We intend that the OWL reasoners should be smooth extensions of the RDFS reasoner described above. That is all RDFS entailments found by the RDFS reasoner will also be found by the OWL reasoners and scaling on RDFS schemas should be similar (though there are some costs, see later). The instance-based implementation technique is in keeping with this "RDFS plus a bit" approach.
Another reason for choosing this inference approach is that it makes it possible to experiment with support for different constructs, including constructs that go beyond OWL, by modification of the rule set. In particular, some applications of interest to ourselves involve ontology transformation which very often implies the need to support property composition. This is something straightforward to express in rule-based form and harder to express in standard Description Logics.
Since RDFS is not a subset of the OWL/Lite or OWL/DL languages the Jena implementation
is an incomplete implementation of OWL/full. We provide three implementations
a default ("full" one), a slightly cut down "mini" and a
rather smaller/faster "micro". The default OWL rule reasoner (ReasonerRegistry.getOWLReasoner()
)
supports the constructs as listed below. The OWLMini reasoner is nearly the
same but omits the forward entailments from minCardinality/someValuesFrom restrictions
- that is it avoids introducing bNodes which avoids some infinite expansions
and enables it to meet the Jena API contract more precisely. The OWLMicro reasoner
just supports RDFS plus the various property axioms, intersectionOf, unionOf
(partial) and hasValue. It omits the cardinality restrictions and equality axioms,
which enables it to achieve much higher performance.
Constructs | Supported by | Notes |
rdfs:subClassOf, rdfs:subPropertyOf, rdf:type
|
all |
Normal RDFS semantics supported including meta use (e.g.

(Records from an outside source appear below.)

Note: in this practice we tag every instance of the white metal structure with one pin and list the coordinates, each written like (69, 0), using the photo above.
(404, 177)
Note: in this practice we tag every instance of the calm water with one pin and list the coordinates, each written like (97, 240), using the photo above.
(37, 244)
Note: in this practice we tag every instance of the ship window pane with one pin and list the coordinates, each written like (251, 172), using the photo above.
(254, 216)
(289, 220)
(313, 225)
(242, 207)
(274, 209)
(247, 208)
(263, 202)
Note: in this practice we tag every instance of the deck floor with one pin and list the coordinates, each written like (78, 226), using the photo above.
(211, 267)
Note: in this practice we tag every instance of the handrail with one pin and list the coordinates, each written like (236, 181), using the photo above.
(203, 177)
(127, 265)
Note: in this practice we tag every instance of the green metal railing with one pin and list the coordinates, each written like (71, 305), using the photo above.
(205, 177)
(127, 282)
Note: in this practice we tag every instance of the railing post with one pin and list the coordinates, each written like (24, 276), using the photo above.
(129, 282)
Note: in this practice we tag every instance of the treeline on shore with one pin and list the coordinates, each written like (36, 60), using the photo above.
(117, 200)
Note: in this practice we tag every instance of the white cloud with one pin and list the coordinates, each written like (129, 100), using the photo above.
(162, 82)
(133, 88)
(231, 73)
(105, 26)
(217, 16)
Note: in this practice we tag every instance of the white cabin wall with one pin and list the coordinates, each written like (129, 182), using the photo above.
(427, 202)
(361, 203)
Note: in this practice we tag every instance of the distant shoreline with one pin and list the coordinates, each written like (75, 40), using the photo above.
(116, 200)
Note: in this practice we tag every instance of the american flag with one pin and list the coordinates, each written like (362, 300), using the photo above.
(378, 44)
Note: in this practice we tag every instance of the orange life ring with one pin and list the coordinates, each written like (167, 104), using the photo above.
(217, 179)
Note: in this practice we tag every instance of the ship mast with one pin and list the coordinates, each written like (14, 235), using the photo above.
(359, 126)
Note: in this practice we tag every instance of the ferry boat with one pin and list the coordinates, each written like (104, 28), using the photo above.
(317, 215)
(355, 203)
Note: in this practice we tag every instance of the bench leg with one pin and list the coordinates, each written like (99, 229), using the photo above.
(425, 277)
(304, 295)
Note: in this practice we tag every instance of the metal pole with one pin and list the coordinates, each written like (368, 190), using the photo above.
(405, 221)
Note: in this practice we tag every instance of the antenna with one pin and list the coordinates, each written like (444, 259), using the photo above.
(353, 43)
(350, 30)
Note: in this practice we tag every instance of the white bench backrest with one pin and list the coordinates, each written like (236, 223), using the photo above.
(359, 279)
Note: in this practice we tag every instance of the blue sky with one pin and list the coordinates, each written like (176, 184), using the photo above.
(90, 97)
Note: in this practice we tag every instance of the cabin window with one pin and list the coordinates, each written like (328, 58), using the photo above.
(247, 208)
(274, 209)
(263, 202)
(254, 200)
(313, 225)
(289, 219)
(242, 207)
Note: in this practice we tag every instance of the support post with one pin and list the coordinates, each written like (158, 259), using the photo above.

taking the subPropertyOf subClassOf).
|
rdfs:domain, rdfs:range
|
all |
Stronger if-and-only-if semantics supported
|
owl:intersectionOf
|
all | |
owl:unionOf
|
all |
Partial support. If C=unionOf(A,B) then will infer that
A,B are subclasses of C, and thus that instances of A or B are instances
of C. Does not handle the reverse (that an instance of C must be either
an instance of A or an instance of B).
|
owl:equivalentClass
|
all | |
owl:disjointWith
|
full, mini | |
owl:sameAs, owl:differentFrom, owl:distinctMembers
|
full, mini |
owl:distinctMembers is currently translated into a quadratic
set of owl:differentFrom assertions.
|
Owl:Thing
|
all | |
owl:equivalentProperty, owl:inverseOf
|
all | |
owl:FunctionalProperty, owl:InverseFunctionalProperty
|
all | |
owl:SymmeticProperty, owl:TransitiveProperty
|
all | |
owl:someValuesFrom
|
full, (mini) |
Full supports both directions (existence of a value implies membership
of someValuesFrom restriction, membership of someValuesFrom implies
the existence of a bNode representing the value). |
owl:allValuesFrom
|
full, mini |
Partial support, forward direction only (member of a allValuesFrom(p,
C) implies that all p values are of type C). Does handle cases where the
reverse direction is trivially true (e.g. by virtue of a global rdfs:range
axiom).
|
owl:minCardinality, owl:maxCardinality, owl:cardinality
|
full, (mini) |
Restricted to cardinalities of 0 or 1, though higher cardinalities
are partially supported in validation for the case of literal-valued
properties. |
owl:hasValue
|
all |
The critical constructs which go beyond OWL/lite and are not supported in the Jena OWL reasoner are complementOf and oneOf. As noted above the support for unionOf is partial (due to limitations of the rule based approach) but is useful for traversing class hierarchies.
Even within these constructs rule based implementations are limited in the extent to which they can handle equality reasoning - propositions provable by reasoning over concrete and introduced instances are covered but reasoning by cases is not supported.
Nevertheless, the full reasoner passes the normative OWL working group positive and negative entailment tests for the supported constructs, though some tests need modification for the comprehension axioms (see below).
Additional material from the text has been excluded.